Either way, patent expiries are set to erode the business – by 8% over the next four years, according to those models. Those losses will be Mylan’s problem to deal with in the future, and indeed much of the criticism of this deal centres around the fact that the troubled speciality pharma company will simply become a much larger troubled specialty pharma company. 

The table below shows that the new business will be substantially bigger than any company that looks similar, although the new outfit will be fairly hard to pigeonhole. 
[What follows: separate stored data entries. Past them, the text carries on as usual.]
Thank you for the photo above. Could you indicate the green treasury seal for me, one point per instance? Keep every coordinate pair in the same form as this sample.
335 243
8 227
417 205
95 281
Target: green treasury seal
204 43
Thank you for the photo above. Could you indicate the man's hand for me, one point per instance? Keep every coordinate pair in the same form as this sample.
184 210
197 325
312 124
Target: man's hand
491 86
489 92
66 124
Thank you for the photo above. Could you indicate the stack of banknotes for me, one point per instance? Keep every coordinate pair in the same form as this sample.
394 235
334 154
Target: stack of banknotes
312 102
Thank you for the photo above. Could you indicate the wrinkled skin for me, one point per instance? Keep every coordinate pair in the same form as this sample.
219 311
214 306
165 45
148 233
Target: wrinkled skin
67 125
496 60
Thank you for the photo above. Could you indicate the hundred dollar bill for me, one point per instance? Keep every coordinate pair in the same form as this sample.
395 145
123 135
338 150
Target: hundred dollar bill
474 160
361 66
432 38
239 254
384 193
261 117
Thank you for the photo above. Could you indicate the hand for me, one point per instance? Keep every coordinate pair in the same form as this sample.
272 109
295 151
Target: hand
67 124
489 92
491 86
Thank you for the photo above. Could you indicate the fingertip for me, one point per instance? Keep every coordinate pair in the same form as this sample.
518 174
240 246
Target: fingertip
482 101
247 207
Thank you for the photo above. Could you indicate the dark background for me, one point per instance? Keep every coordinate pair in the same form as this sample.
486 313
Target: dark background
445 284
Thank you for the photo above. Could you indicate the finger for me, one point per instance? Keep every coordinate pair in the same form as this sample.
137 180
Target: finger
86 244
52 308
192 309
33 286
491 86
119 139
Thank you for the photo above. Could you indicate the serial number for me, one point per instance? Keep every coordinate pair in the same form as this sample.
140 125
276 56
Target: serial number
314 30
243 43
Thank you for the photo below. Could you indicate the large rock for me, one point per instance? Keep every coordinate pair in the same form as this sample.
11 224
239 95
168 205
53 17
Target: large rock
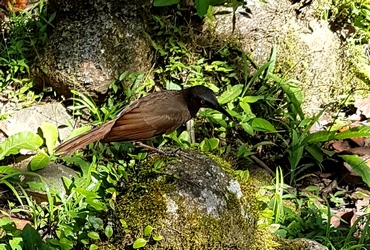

Topline revenue projections for selected speciality pharma groups
  Total revenues ($bn)
  2020e 2022e 2024e
Mylan + Upjohn 21.0 21.2 21.5
Mylan 12.1 12.8 13.4
Upjohn 8.9 8.5 8.0
Teva  17.4 17.9 18.1
Bausch Health  8.7 9.3 9.9
Sun Pharma 5.3 6.2 7.2
Perrigo  4.8 5.0 5.2
Endo  2.9 3.1 3.1
Source: EvaluatePharma. 

Of course long-suffering Mylan shareholders have no other option to consider here, and must hope that new management delivers on promises that include improved governance and a generous dividend. But there are good reasons why this deal might not yield a best-case scenario. 

Most significantly, Mylan was not negotiating from a position of strength. As Bernstein’s Ronny Gal put it, Pfizer initiated the transaction, restructured Upjohn for the merger and is helping Mylan out of tough spot. The odds that the pharma giant underpriced Upjohn are low. 

True, Pfizer’s shareholders will own 57% of the new entity, which should guarantee a certain amount of self-interest. But the big pharma’s executives also made it clear that this transaction was about shedding the growth brakes. 

While Pfizer can now focus on advancement, Mylan will be managing decline. If the new company really does pay out 25% of its free cash perhaps shareholders will not mind so much.